GADePo: Graph-Assisted Declarative Pooling Transformers for Document-Level Relation Extraction
Andrei C. Coman, Christos Theodoropoulos, Marie-Francine Moens, James Henderson
TL;DR
Document-level relation extraction traditionally relies on text encoders plus hand-coded pooling. GADePo replaces rigid pooling with a graph-informed, learnable aggregation framework by introducing special tokens and relation embeddings, integrated into a joint text-graph Transformer. The approach demonstrates competitive or superior performance to ATLOP on Re-DocRED and HacRED, and shows stability and improved recall on challenging datasets, highlighting the benefits of explicit graph guidance in attention. This work offers a flexible, data-driven pooling paradigm that can be customized with domain knowledge and extended to evidence-based and memory-efficient RE setups.
Abstract
Document-level relation extraction typically relies on text-based encoders and hand-coded pooling heuristics to aggregate information learned by the encoder.
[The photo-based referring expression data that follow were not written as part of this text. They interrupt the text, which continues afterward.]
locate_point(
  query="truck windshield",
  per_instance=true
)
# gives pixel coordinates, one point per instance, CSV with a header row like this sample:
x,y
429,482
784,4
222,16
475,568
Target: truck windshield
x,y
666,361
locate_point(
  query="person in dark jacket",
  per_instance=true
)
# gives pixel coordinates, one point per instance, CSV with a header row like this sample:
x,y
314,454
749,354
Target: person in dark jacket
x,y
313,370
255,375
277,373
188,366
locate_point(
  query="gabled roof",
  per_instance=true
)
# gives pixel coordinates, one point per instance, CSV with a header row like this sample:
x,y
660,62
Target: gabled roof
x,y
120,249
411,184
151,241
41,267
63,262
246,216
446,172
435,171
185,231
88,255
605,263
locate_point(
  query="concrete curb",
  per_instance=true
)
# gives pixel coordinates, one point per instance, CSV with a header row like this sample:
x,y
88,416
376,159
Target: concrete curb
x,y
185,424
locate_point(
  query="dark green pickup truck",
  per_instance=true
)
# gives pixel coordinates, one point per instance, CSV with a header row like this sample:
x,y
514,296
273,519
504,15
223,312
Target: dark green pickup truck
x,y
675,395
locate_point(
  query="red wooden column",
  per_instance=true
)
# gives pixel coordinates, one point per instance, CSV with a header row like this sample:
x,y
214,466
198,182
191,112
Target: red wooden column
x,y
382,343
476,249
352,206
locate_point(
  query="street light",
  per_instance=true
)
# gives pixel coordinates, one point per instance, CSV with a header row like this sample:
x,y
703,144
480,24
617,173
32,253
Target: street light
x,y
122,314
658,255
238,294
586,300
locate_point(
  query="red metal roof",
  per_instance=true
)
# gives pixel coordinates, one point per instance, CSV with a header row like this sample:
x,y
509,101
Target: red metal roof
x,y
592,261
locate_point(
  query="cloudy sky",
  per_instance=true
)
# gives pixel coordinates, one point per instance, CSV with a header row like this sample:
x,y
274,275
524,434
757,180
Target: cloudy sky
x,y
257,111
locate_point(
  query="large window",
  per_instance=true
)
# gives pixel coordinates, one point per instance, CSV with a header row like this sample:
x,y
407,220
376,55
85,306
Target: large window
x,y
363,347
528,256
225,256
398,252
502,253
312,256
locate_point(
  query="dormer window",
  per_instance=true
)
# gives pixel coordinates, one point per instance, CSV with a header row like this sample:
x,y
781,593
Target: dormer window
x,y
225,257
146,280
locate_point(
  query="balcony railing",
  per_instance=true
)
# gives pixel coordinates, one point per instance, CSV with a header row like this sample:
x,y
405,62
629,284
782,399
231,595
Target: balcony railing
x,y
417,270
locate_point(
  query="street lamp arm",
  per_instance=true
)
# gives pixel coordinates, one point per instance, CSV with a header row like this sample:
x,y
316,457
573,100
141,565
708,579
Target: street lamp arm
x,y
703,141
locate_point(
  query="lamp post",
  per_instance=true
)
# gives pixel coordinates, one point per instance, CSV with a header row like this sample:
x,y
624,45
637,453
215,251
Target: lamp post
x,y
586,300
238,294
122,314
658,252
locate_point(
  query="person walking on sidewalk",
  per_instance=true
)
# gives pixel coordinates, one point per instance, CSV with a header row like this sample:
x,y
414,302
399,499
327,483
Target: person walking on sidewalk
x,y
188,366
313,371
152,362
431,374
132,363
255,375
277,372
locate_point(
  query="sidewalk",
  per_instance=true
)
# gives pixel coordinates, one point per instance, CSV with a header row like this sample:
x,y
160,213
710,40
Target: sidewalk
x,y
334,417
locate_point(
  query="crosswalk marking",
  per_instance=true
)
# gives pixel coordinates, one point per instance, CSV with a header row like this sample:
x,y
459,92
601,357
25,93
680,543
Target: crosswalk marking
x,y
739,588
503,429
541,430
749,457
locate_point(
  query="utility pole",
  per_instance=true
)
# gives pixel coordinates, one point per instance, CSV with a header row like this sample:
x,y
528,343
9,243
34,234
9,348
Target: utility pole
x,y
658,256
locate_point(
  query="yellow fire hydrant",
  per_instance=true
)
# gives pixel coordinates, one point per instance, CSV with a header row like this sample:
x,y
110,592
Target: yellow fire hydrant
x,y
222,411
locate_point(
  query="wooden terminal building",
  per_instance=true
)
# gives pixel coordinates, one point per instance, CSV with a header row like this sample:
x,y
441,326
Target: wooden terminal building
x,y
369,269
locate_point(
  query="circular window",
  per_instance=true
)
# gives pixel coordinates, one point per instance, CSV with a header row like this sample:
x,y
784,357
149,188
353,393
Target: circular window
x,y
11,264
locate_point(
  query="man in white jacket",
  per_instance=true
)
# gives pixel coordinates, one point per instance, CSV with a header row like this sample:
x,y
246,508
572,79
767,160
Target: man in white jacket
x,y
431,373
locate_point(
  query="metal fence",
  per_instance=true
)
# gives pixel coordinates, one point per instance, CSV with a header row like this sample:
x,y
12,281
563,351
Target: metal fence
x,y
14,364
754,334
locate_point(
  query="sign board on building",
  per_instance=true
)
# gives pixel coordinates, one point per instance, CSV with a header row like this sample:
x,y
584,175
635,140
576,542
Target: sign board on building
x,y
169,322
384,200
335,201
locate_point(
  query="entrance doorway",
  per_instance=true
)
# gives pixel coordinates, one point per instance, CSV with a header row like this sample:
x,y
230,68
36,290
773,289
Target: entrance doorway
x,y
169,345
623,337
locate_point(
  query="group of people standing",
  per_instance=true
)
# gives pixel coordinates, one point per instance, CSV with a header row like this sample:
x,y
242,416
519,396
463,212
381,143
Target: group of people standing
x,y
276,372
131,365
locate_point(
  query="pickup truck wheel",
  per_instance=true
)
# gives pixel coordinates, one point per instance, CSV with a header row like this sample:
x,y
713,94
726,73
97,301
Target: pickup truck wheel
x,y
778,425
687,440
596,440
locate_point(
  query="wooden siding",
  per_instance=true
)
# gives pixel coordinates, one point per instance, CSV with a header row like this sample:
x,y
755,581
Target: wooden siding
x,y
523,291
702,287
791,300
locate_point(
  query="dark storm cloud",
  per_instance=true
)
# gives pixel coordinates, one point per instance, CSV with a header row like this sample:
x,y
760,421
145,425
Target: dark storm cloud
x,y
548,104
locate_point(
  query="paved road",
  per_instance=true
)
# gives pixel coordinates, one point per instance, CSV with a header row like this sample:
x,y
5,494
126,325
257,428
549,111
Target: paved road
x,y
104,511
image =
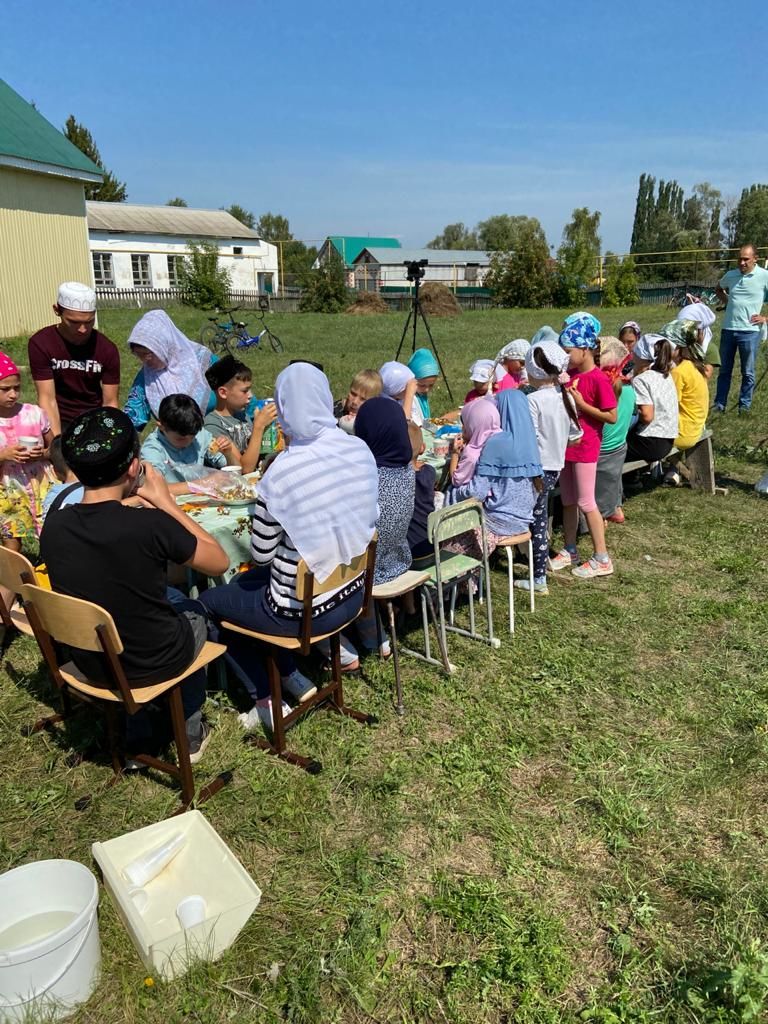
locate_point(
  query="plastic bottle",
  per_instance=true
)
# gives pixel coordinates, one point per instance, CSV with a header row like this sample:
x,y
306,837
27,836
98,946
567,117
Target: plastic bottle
x,y
137,872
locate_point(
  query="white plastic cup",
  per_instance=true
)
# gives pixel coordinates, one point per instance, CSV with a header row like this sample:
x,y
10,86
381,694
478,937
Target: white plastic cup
x,y
192,911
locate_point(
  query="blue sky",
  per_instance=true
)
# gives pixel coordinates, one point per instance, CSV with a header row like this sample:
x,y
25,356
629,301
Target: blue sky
x,y
393,118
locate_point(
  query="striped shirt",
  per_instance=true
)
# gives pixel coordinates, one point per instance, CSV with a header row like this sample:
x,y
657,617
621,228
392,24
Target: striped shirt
x,y
271,546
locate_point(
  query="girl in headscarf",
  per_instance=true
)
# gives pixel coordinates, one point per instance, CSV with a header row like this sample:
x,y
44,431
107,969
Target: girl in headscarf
x,y
498,464
554,419
399,384
316,502
596,404
171,365
426,369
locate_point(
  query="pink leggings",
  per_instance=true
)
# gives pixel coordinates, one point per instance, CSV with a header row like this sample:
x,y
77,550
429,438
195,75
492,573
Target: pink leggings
x,y
578,484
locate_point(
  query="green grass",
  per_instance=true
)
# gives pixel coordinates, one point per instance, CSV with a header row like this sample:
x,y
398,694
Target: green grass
x,y
570,828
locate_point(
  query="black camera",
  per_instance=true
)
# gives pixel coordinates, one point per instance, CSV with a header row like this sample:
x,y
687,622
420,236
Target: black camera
x,y
415,268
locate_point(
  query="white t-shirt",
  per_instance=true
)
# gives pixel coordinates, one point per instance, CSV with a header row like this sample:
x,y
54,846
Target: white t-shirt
x,y
652,388
552,425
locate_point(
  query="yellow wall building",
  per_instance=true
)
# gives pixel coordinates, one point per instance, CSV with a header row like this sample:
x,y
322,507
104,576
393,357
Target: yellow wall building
x,y
43,226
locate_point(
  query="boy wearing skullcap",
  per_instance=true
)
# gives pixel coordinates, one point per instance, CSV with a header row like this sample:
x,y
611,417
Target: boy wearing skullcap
x,y
75,367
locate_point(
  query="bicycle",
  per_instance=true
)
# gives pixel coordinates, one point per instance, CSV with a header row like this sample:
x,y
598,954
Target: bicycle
x,y
222,337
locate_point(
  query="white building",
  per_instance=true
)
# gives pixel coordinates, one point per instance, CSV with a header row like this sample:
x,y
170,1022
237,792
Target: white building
x,y
139,247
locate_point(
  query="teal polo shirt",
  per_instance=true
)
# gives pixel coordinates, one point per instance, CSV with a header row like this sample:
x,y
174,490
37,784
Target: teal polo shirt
x,y
747,293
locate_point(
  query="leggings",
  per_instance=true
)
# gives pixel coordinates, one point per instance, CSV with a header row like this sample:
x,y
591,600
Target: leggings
x,y
540,524
578,485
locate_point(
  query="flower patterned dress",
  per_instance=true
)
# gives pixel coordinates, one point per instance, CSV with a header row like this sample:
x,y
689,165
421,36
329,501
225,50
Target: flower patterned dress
x,y
24,484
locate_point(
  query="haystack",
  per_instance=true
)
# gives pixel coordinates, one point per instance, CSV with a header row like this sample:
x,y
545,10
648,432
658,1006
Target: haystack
x,y
368,303
438,300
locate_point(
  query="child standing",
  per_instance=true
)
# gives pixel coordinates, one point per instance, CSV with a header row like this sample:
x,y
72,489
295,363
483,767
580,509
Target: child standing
x,y
26,473
230,383
554,417
596,404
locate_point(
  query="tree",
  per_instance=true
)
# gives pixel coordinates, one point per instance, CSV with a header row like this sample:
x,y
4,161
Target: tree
x,y
110,190
204,283
240,213
326,290
578,256
522,278
455,237
621,287
751,220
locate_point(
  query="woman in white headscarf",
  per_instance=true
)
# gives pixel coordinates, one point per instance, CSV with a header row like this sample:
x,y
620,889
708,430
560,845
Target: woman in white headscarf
x,y
317,502
171,365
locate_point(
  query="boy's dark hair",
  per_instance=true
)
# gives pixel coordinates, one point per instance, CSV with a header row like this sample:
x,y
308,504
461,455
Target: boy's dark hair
x,y
56,459
180,414
219,374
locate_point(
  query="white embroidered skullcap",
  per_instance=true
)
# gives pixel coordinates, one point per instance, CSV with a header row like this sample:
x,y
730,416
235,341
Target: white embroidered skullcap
x,y
73,295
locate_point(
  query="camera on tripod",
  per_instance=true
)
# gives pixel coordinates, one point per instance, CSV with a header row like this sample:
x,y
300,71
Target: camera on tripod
x,y
415,268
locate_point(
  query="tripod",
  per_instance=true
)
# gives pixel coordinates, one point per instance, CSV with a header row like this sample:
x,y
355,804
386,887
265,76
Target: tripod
x,y
415,273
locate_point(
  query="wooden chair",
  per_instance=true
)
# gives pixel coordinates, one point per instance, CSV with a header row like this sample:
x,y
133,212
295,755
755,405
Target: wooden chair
x,y
58,620
306,590
15,570
509,544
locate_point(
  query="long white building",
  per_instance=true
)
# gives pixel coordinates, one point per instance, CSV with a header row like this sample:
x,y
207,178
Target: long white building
x,y
139,247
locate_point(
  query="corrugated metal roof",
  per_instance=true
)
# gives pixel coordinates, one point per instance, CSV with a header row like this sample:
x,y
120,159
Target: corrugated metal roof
x,y
442,257
350,246
129,218
26,134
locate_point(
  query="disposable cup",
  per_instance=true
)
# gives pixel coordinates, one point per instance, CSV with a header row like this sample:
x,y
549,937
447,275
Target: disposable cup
x,y
192,911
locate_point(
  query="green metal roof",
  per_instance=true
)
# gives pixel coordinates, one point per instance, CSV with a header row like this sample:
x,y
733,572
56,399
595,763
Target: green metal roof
x,y
26,135
350,246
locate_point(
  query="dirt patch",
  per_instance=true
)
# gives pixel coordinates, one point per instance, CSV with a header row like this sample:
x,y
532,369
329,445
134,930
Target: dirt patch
x,y
437,300
368,304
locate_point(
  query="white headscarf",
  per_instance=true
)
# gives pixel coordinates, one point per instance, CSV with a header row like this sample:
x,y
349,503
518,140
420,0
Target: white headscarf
x,y
553,353
185,361
702,315
394,378
324,488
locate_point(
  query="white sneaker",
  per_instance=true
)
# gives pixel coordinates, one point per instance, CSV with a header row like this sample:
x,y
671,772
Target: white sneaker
x,y
261,714
299,686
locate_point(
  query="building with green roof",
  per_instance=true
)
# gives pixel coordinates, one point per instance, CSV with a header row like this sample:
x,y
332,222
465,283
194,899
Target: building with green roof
x,y
43,226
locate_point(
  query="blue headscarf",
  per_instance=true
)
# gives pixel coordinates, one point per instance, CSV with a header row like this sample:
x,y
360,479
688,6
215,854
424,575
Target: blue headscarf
x,y
514,452
422,364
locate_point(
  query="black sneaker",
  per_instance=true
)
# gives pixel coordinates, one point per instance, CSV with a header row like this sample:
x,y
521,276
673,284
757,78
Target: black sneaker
x,y
197,754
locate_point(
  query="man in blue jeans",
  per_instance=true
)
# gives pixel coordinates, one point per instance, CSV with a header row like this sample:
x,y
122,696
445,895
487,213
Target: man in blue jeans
x,y
744,290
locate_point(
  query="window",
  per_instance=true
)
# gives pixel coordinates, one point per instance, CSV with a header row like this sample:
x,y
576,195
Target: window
x,y
174,270
140,267
102,274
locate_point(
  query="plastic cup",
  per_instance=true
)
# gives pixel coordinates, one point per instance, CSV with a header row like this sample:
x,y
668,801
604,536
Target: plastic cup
x,y
192,911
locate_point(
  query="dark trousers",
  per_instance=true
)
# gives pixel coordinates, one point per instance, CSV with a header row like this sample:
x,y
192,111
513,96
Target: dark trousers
x,y
244,601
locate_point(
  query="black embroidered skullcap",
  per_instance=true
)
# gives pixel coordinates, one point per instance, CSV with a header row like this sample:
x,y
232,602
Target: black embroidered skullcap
x,y
222,371
99,446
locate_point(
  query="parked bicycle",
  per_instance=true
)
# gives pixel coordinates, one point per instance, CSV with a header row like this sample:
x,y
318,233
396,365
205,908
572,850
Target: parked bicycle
x,y
223,337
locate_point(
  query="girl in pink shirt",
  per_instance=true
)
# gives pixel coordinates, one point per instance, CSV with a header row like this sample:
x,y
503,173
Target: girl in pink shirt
x,y
596,404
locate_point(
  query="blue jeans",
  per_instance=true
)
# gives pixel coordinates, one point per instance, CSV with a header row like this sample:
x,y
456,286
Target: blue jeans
x,y
747,343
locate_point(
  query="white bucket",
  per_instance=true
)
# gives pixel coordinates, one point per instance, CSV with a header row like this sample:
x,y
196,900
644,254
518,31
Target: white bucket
x,y
49,946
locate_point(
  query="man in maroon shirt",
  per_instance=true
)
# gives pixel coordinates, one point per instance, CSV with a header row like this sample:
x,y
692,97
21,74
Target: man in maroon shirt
x,y
75,368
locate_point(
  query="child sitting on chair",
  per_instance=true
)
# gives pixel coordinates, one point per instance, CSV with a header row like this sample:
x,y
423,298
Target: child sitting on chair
x,y
180,449
366,384
230,383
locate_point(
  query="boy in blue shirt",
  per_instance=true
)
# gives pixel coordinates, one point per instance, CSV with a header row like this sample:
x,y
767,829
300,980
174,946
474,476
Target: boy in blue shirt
x,y
180,449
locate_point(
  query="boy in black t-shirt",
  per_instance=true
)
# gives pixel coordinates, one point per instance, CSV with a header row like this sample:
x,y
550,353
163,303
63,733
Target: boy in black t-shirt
x,y
117,556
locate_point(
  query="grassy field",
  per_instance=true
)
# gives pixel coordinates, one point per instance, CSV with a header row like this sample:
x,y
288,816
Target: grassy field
x,y
570,828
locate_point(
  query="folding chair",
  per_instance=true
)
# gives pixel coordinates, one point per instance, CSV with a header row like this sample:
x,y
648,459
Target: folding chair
x,y
306,590
58,620
509,544
15,570
452,568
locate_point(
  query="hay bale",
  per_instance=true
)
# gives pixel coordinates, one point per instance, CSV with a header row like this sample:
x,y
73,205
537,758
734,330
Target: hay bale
x,y
368,303
437,300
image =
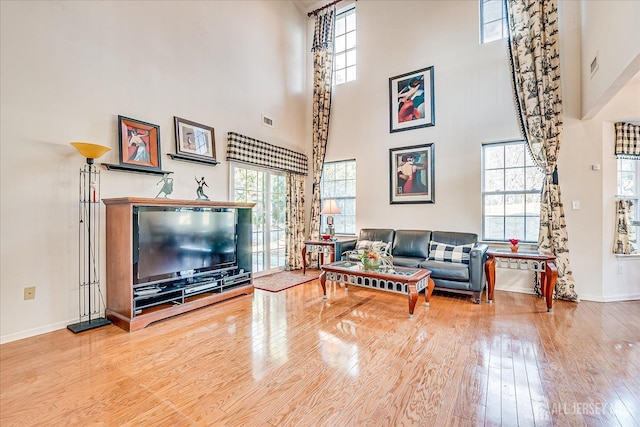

In this paper, we leverage the intrinsic graph processing capabilities of the Transformer model and propose replacing hand-coded pooling methods with new tokens in the input, which are designed to aggregate information via explicit graph relations in the computation of attention weights. We introduce a joint text-graph Transformer model and a graph-assisted declarative pooling (GADePo) specification of the input, which provides explicit and high-level instructions for information aggregation. GADePo allows the pooling process to be guided by domain-specific knowledge or desired outcomes but still learned by the Transformer, leading to more flexible and customisable pooling strategies. We evaluate our method across diverse datasets and models and show that our approach yields promising results that are consistently better than those achieved by the hand-coded pooling functions.